Other projects at the Center

 

But that’s not all that’s new at the Sofia Quintero Center. “We also have a bike restoration program,” said Balderas.  “We collected bikes from the police department, bikes that were stolen or lost. We took about 45 to 50 bikes and brought them here to the Sofia Quintero Center.

 

“We invited kids 10 and up to come in on a Saturday. They could pick a bike they liked and adults were on hand to show them how to fix a bike—they all needed repair to things like the brakes, tires or the seat.

 

“That way, kids learn how to do maintenance. Then we gave them a helmet and a bike lock. After they worked on the bike, we gave it to them. We gave away 12 this May, the others were scrapped for parts. Next time, we’re going to do it as a winter project in January or February.”

 

“We’ve also been busy with the Juvenile Court boat program. This will be the fifth boat we’ve built at the Sofia Quintero Center, but it is our first sailboat. We have always done rowboats, skiffs or canoes.

 

“We build the boat from scratch using marine grade plywood. We spend about six weeks on it. So far, we have the shell done and we are working on the mast.

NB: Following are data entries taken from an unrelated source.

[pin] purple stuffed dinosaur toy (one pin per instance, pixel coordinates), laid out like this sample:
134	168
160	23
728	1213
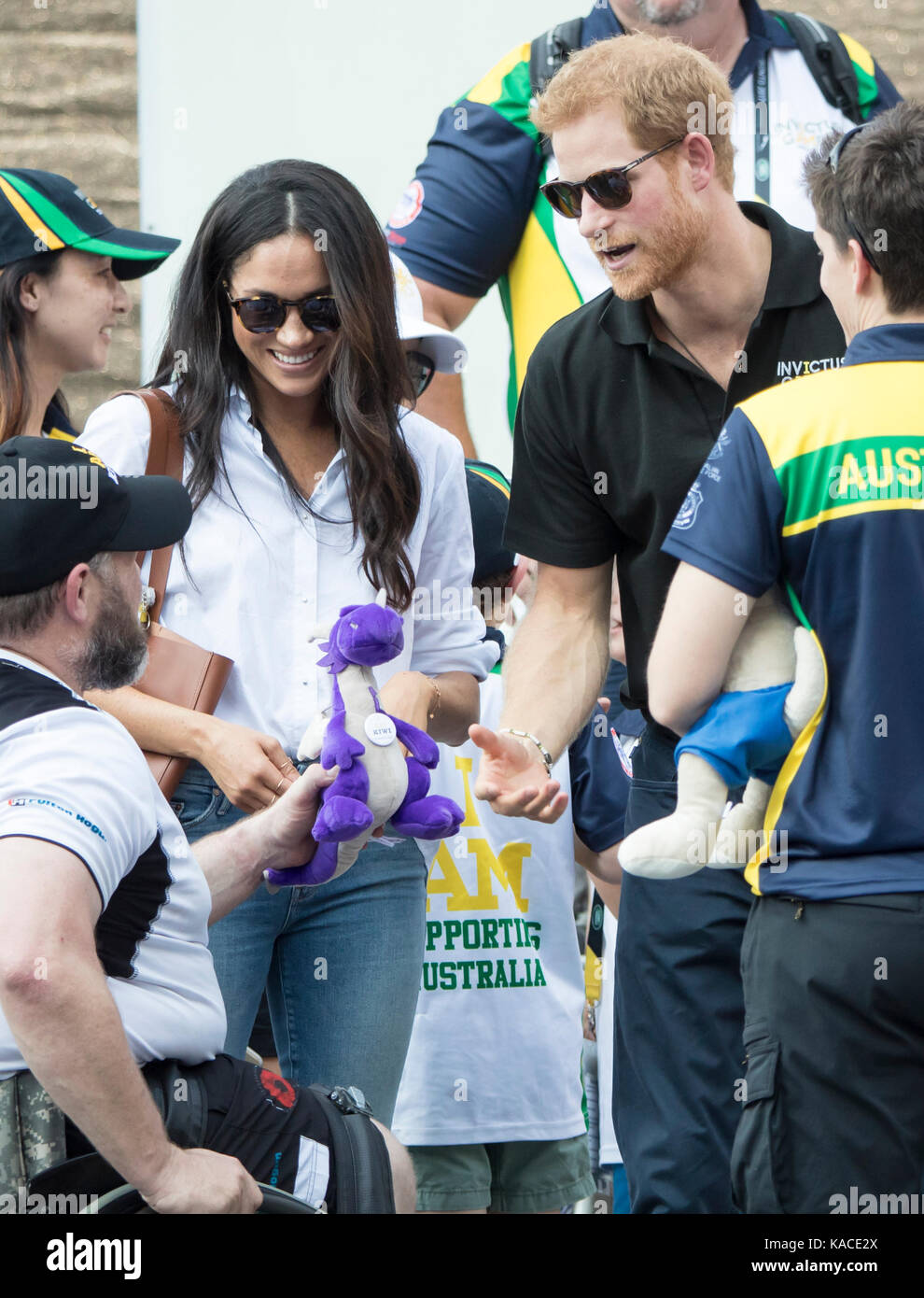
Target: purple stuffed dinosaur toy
375	783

It technically isn’t a project of the Sofia Quintero Center, but we give them space, the facility and tools,’ said Balderas.

 

Pointing to the recent Viva South Festival, Balderas explained “We were the headquarters for the event, and we are now talking about putting it totally under our umbrella because we are a 501 (c) 3 non-profit organization.”

 

Balderas is also looking ahead to the future on several additional fronts. He said the Sofia Quintero Center partnered with the Hispanic Chamber of Commerce to produce the first Cinco de Mayo celebration on Glanzman Road, and because it was such a success, they will continue the program next year.

 

He is already planning for the Day of Dead annual fundraiser on Saturday, October 31, 2009, as well as for the next Entre Amigos fundraiser in February 2010 with the YMCA and Mi Hacienda restaurant. That event features an all-you-can-eat Mexican dinner for $15, with the profits split between all of the parties, says Balderas.